12 Great American Destinations
Grand Canyon, Yellowstone, Rocky Mountains
Grand Canyon National Park, Arizona
The Grand Canyon plunges 6,000 feet at its deepest point. From above, the view into the madness of geologic wonder is a sight most people never forget. It accomplishes every feat nature was intended for -- to inspire, to provoke thought, and, in some cases, to bring man to tears.
Yet looking down into the canyon is only one way to experience one of the world's most fascinating geologic formations. Hiking down to meet the Colorado River is another part of the adventure. But unlike most national parks, there are no roads cutting through Grand Canyon. Most of what lies in the 277-mile gorge has to be experienced on foot. Mule rides and helicopter tours are much pricier alternatives.
Yellowstone National Park, Wyoming
With the signing of a law by President Ulysses S. Grant in 1872, Yellowstone became America's first national park. It continues to be one of the most popular parks today, having the largest concentration of geysers in the world.
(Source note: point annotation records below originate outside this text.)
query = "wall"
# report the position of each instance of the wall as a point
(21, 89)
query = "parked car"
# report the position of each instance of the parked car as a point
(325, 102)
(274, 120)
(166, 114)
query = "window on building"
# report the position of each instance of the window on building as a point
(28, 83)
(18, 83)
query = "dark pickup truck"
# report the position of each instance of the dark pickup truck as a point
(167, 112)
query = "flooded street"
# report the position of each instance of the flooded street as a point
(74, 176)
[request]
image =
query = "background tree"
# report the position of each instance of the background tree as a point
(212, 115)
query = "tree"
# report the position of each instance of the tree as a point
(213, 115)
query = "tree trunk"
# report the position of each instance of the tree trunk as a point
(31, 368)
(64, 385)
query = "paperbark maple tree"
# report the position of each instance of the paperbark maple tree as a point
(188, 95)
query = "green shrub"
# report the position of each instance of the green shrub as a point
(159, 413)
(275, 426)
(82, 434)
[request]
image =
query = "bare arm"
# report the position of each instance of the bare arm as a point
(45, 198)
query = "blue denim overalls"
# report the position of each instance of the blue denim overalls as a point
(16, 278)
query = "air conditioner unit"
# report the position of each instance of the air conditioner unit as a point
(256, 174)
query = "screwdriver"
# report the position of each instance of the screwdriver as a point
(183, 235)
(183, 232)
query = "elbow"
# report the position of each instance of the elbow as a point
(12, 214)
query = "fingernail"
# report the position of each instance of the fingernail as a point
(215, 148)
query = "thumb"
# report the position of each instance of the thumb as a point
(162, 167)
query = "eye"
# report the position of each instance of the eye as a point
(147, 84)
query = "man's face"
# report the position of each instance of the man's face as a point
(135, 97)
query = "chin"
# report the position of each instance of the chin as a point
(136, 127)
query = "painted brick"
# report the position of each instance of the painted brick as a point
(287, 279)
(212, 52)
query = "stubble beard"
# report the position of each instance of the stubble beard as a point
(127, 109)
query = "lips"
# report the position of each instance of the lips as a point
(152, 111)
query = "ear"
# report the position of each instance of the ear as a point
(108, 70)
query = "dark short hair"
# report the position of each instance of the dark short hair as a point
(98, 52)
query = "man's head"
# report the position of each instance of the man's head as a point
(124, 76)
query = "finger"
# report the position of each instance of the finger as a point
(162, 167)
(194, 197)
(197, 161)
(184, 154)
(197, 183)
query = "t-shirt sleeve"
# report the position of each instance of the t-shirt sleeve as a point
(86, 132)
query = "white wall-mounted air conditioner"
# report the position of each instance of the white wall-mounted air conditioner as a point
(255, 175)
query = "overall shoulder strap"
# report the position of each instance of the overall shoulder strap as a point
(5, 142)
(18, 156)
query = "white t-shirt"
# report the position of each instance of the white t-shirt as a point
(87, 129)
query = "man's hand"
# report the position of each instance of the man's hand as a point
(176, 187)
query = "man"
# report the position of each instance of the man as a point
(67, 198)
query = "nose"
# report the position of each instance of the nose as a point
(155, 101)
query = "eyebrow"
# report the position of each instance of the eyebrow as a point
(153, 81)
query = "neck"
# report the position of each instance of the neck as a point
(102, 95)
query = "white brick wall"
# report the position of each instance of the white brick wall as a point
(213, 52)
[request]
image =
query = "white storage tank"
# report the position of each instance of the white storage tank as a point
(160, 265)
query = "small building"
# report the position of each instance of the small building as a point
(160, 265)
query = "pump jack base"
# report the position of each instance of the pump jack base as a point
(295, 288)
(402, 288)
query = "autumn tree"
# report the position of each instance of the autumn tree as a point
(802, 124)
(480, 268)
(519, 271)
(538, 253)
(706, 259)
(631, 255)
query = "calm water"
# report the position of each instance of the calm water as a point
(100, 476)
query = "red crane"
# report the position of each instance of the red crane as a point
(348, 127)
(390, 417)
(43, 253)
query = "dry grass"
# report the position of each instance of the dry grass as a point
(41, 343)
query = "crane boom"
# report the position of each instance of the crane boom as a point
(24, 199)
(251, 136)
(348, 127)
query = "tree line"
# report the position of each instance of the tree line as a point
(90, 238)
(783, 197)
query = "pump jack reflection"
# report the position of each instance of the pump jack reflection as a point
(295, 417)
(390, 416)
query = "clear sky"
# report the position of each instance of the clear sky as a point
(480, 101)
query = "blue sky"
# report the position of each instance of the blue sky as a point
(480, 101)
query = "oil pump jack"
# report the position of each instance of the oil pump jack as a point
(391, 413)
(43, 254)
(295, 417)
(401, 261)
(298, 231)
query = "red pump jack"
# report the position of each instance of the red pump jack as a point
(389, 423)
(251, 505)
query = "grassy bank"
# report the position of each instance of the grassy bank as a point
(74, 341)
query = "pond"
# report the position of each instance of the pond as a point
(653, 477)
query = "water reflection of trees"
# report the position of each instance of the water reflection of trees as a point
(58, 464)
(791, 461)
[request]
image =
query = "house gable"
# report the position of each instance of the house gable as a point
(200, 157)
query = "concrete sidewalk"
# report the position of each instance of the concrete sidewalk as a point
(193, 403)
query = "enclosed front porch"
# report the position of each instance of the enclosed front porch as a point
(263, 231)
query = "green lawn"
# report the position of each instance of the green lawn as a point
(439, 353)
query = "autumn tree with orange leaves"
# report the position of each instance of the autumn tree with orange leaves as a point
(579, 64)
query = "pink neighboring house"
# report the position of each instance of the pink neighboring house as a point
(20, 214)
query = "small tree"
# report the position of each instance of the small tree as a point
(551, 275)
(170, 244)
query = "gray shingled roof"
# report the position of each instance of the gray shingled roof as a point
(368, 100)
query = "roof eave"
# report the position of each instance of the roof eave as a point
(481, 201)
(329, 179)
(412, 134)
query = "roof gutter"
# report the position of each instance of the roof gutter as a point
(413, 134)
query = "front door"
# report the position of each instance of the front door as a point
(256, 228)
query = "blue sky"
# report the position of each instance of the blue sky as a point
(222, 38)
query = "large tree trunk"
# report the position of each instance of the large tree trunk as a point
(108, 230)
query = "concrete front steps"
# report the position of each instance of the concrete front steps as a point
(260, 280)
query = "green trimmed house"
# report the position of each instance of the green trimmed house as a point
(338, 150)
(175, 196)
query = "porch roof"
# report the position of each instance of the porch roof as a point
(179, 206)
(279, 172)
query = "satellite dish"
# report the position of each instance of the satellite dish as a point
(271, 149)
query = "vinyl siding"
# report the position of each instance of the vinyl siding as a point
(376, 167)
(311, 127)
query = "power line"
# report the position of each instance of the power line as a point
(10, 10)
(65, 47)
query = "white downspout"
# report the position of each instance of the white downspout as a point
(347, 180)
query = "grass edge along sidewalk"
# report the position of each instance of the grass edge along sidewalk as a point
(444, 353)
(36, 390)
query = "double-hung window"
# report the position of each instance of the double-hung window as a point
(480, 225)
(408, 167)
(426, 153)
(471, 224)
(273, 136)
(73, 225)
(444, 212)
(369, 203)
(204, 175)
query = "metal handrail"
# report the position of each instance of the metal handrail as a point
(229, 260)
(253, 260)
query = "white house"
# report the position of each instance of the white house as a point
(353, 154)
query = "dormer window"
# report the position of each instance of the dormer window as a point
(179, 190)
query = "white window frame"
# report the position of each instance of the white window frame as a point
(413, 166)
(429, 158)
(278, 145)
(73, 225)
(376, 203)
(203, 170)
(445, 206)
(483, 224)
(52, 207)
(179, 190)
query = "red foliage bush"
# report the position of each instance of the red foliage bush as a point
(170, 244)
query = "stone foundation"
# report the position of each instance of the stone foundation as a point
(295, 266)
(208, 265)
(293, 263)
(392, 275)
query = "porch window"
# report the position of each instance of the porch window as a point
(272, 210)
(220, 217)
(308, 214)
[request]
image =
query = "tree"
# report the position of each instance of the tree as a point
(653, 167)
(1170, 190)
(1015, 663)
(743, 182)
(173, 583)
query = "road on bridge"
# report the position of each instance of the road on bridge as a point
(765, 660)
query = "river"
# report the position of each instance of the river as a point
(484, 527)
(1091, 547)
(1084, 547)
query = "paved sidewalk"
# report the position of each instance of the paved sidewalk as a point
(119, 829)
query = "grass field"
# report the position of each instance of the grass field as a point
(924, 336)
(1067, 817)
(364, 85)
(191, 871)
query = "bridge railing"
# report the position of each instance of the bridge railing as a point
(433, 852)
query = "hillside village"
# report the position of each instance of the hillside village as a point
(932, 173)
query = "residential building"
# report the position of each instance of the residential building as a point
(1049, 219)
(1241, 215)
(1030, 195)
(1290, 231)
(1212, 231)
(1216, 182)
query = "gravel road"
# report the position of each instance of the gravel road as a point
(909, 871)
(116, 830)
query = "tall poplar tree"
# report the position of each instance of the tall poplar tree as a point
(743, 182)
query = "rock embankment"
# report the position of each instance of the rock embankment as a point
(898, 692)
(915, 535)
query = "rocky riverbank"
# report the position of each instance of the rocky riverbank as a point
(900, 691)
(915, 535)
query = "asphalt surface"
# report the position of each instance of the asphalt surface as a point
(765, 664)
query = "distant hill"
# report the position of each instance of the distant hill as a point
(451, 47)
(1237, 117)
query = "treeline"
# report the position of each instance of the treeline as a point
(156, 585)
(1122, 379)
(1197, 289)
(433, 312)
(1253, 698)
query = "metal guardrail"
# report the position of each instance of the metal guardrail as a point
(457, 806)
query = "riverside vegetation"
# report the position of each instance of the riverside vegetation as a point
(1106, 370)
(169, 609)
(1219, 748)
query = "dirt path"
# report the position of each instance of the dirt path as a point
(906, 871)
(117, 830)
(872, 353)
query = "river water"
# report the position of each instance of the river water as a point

The landscape to Yellowstone was formed about 640,000 years ago by a volcanic explosion that created a crater 30 miles wide and 45 miles long. Geysers like Old Faithful and Giantess serve as reminders of one of the world's largest volcanoes. You can witness Old Faithful's eruption about every 90 minutes.
Rocky Mountain National Park, Colorado
Much has been written, said, and sung about the great Rocky Mountains of the West. Here peaks climb higher than 14,000 feet above sea level. The easiest way to reach them is through Trail Ridge Road. At 12,183 feet, it's the highest continuous, paved road in the country. Those with aged hiking boots might prefer to challenge one of the 60 summits rising 12,000 feet. Along the way, watch for sighting of bighorn sheep, elk, mule deer, or perhaps even a friendly moose.
At the end of the day, gather your friends and family around a campfire and watch the stars. It'll probably be the closest you'll ever get to them.